'It’s Our Place to Speak Out’
A generation tormented by gun violence comes of age
Lauren Maland | 3/20/2018, 3:55 p.m.
I was only a year old when the mass shooting at Columbine High School in Colorado rocked the United States in 1999. Since then, 215 shootings have occurred on school campuses across the county alone. Countless other acts of gun violence have been committed in places of worship, at concerts, and on our streets, including police officer involved shootings.
To say that my generation, whatever you may call us, has no place in discussing gun violence is ludicrous. We are the kids who spent every year at school practicing intruder drills alongside natural disaster drills. We are the kids whose parents, out of the fear of gun violence, would hug us a little tighter before dropping us off at school, something we wouldn’t understand till we were old enough to know the truth. To know that being at school was not enough to keep us safe.
My thoughts turned to feelings of sadness, anger and fear on the morning of March 14 when I joined my classmates to say “enough is enough,” #enoughisenough, attending a rally in solidarity with nationwide student protests against gun violence. At 10 a.m. that day, Pacific University joined schools across the country in a walk out to signify that the students of this country will not sit by and continue to allow acts of violence to be perpetrated in our schools without action.
Pacific’s walkout was organized by our undergraduate Student Senate and included several opportunities for students to let their voice be heard. This included writing letters to U.S Rep. Suzanne Bonamici who is a member of Congress from Washington County, writing on a #Enough banner, and suggesting topics for a follow up forum on gun violence that will occur at Pacific on April 10. Pacific’s Young Democrats brought computers along to help inspired students register to vote, a vital way we can hope to make our voices be heard in the political sphere.
A crucial part of the Pacific walk out came when speakers reminded students why they were there and in a call for unity asked that their message not to be divided by politics.
Katie Lightcap, the student senate president, reflected on her experience in high school in 2015 when she was at Roseburg High School fearing for her safety because of a mass shooting that happened on the same day at Umpqua Community College in Roseburg.
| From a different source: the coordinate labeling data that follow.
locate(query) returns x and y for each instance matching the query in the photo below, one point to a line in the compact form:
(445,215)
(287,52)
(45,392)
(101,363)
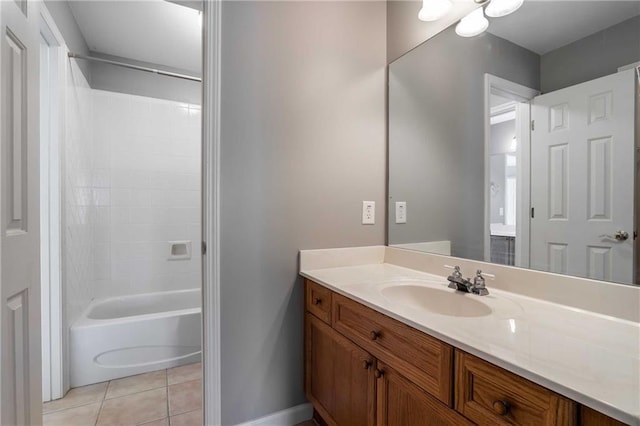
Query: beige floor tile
(135,384)
(76,397)
(192,418)
(185,397)
(184,373)
(161,422)
(85,415)
(134,409)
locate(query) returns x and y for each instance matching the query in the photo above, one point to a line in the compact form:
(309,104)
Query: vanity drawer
(422,359)
(489,395)
(318,300)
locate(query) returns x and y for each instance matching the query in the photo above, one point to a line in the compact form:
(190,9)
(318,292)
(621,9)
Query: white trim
(629,67)
(289,417)
(56,339)
(212,10)
(521,95)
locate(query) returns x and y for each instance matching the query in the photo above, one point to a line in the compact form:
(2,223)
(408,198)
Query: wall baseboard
(289,417)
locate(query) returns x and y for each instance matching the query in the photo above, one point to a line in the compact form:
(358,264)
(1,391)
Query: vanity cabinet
(339,376)
(365,368)
(488,394)
(401,402)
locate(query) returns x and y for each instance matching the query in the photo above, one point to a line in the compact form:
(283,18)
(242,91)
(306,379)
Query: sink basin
(443,302)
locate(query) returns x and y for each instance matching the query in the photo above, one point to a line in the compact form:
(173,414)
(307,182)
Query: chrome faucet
(479,287)
(459,283)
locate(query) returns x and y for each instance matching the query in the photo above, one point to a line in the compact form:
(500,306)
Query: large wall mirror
(519,146)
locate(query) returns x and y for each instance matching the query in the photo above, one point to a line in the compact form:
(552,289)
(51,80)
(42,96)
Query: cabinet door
(339,378)
(402,403)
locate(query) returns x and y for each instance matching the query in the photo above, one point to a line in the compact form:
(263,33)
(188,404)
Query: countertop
(591,358)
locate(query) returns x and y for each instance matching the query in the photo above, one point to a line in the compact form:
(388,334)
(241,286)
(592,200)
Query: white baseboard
(289,417)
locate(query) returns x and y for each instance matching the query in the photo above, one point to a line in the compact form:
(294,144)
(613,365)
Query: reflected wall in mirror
(519,146)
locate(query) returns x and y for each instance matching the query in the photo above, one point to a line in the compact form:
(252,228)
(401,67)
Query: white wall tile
(153,158)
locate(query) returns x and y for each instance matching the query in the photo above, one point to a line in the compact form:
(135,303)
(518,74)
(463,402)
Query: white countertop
(591,358)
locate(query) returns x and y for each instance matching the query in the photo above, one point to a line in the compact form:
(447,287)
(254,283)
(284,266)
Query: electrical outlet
(368,212)
(401,212)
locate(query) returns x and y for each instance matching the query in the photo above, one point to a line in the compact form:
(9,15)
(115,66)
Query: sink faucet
(479,287)
(458,282)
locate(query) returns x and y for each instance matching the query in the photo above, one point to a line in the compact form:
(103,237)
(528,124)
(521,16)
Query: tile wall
(147,151)
(85,197)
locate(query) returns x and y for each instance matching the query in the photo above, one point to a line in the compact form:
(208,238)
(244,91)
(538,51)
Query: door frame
(53,337)
(522,95)
(211,143)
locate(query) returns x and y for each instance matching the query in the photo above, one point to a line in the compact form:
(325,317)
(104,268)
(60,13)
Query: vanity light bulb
(499,8)
(432,10)
(473,24)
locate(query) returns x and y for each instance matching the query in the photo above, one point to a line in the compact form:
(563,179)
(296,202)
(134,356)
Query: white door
(20,367)
(582,174)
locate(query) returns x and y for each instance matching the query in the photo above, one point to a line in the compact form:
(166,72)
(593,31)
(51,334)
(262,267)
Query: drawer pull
(501,407)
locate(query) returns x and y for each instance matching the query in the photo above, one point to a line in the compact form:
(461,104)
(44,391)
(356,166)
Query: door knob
(619,236)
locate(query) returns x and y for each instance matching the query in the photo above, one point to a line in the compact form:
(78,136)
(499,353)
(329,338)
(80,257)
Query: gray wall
(303,144)
(124,80)
(68,27)
(574,63)
(436,139)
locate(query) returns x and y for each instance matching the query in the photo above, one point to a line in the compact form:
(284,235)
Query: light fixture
(473,24)
(432,10)
(499,8)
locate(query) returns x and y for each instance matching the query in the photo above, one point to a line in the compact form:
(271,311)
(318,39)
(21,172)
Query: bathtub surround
(149,150)
(131,185)
(85,198)
(124,336)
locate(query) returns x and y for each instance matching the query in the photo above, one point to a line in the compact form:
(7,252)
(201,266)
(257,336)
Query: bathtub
(123,336)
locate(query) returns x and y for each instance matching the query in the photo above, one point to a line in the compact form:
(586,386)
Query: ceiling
(154,31)
(542,26)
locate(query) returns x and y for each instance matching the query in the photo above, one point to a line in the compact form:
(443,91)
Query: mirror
(519,146)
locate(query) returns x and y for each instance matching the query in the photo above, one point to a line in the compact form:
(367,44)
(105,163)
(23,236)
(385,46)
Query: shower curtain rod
(135,67)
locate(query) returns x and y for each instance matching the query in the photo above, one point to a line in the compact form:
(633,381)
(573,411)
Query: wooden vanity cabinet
(365,368)
(402,403)
(489,395)
(339,379)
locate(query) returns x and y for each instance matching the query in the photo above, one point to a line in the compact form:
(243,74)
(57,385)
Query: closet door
(20,367)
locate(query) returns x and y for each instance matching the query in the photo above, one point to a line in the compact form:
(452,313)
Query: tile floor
(171,397)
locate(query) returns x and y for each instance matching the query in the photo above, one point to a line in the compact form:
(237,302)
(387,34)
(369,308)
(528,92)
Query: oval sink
(443,302)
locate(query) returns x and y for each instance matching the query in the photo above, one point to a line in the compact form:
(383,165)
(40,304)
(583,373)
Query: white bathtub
(123,336)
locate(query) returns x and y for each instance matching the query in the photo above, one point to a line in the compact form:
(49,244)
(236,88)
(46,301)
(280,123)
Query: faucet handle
(479,286)
(455,279)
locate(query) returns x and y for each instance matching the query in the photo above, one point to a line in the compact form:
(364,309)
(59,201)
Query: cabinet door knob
(501,407)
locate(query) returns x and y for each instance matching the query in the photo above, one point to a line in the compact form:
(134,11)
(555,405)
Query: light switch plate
(368,212)
(401,212)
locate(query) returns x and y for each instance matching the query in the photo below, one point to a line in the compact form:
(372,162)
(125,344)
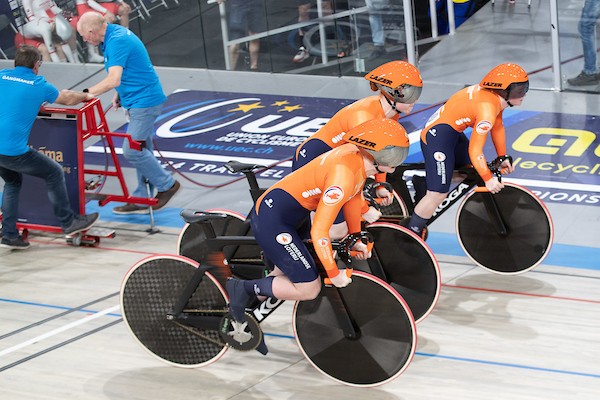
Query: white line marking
(58,330)
(198,157)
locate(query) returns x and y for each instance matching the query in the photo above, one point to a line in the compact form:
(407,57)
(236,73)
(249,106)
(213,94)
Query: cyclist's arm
(484,124)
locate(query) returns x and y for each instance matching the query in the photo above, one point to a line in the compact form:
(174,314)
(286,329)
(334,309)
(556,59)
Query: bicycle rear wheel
(387,334)
(397,208)
(148,293)
(529,233)
(409,266)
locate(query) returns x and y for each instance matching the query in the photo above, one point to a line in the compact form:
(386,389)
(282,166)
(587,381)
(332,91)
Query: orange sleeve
(499,136)
(487,115)
(353,211)
(340,182)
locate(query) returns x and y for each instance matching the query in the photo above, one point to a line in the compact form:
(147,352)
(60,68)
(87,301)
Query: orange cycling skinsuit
(397,81)
(480,107)
(399,84)
(331,183)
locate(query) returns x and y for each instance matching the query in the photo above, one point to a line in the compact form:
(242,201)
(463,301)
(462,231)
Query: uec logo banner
(199,131)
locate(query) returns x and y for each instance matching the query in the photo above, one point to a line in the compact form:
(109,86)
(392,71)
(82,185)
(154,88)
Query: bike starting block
(60,133)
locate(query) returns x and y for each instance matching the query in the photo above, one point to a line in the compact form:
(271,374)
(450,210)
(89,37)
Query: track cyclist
(330,183)
(399,86)
(445,145)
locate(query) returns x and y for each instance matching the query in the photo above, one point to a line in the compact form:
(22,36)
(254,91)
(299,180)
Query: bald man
(139,91)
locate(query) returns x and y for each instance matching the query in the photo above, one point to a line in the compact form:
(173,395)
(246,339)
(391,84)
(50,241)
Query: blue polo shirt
(22,93)
(140,86)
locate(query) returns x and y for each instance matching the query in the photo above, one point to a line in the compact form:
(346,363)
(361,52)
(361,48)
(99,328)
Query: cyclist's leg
(149,292)
(439,155)
(527,224)
(385,338)
(274,227)
(308,151)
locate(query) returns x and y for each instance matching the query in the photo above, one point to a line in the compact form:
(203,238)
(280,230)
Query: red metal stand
(90,121)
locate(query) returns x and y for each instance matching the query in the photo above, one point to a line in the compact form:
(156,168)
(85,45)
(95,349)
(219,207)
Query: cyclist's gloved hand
(341,280)
(384,195)
(363,251)
(506,167)
(494,185)
(371,215)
Pacific sociology professor Jaye Cee Whitehead spoke on the complexities and intersectionality of gun violence, and urged students to demand an education without fear of gun violence. Rev. Chuck Currie, the director of Pacific’s Center for the Peace and Spirituality and an assistant professor of religious studies, finished the programming by reminding students that we have the power to make change and that we should demand real solutions from our government.
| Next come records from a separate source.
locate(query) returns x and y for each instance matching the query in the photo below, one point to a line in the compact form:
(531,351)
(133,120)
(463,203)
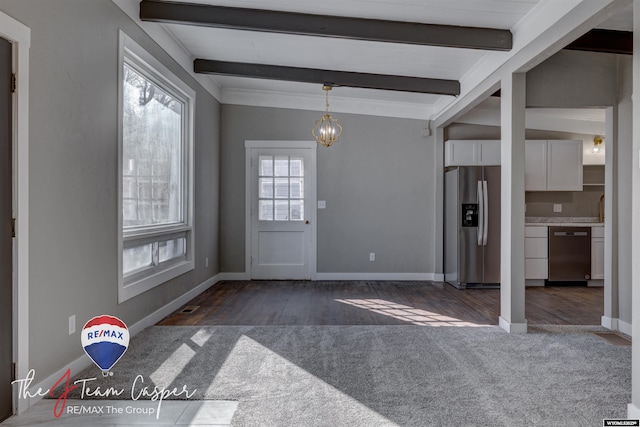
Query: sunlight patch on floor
(275,380)
(166,374)
(415,316)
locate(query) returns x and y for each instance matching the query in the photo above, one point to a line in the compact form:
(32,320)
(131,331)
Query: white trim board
(20,36)
(82,362)
(378,276)
(169,45)
(250,145)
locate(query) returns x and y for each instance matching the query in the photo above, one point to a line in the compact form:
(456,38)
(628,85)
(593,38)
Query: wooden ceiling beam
(335,78)
(605,41)
(326,26)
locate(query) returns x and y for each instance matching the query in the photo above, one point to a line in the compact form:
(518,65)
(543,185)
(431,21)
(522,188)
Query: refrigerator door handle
(480,194)
(485,225)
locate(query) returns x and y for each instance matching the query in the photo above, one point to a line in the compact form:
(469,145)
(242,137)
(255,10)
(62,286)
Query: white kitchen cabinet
(554,165)
(472,152)
(564,165)
(536,254)
(488,152)
(597,253)
(535,167)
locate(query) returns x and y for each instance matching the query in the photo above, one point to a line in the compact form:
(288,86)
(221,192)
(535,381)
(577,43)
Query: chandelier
(597,142)
(327,129)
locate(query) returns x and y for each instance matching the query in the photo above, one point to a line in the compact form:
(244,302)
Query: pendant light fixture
(597,142)
(327,129)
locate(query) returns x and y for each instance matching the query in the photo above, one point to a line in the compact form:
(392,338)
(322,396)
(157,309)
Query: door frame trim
(258,144)
(20,35)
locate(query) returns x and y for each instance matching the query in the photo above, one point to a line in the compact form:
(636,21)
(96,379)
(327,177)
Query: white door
(282,213)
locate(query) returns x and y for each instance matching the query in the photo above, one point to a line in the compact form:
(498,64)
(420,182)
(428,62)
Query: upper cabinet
(472,152)
(535,166)
(554,165)
(550,165)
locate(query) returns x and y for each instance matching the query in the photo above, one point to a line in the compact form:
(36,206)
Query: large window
(156,127)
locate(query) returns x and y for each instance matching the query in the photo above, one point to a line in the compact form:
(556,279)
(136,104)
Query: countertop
(571,221)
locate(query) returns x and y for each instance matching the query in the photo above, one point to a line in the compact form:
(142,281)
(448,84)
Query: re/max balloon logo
(105,333)
(105,340)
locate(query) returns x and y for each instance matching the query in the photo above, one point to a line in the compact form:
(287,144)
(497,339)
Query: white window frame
(132,54)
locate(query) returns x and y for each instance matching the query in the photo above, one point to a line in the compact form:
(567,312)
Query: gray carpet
(386,375)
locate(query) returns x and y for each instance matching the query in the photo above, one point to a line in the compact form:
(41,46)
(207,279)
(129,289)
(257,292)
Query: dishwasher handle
(570,233)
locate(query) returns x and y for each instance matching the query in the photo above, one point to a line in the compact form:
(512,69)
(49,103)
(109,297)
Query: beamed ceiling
(405,58)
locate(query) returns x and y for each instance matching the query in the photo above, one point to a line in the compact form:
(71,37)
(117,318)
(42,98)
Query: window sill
(127,291)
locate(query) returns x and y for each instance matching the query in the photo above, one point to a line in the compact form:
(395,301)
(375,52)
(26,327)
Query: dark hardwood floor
(380,303)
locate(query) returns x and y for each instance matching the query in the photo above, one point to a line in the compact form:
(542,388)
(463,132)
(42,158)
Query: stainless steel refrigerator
(472,226)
There was an atmosphere of heavy hearts throughout the walk out, but the rally ended with students having a better sense that they can and will create change.
We cannot let this issue become yesterday’s news. Every day you can do something to contribute to a movement against gun violence. Start conversations, ask questions, educate yourself on local politics, and vote. Support the young activists in your community because at the end of the day this issue is not just about politics or guns, it is about students feeling safe in school.
Lauren Maland is a criminal justice and applied theater major and member of the Class of 2020 at Pacific University.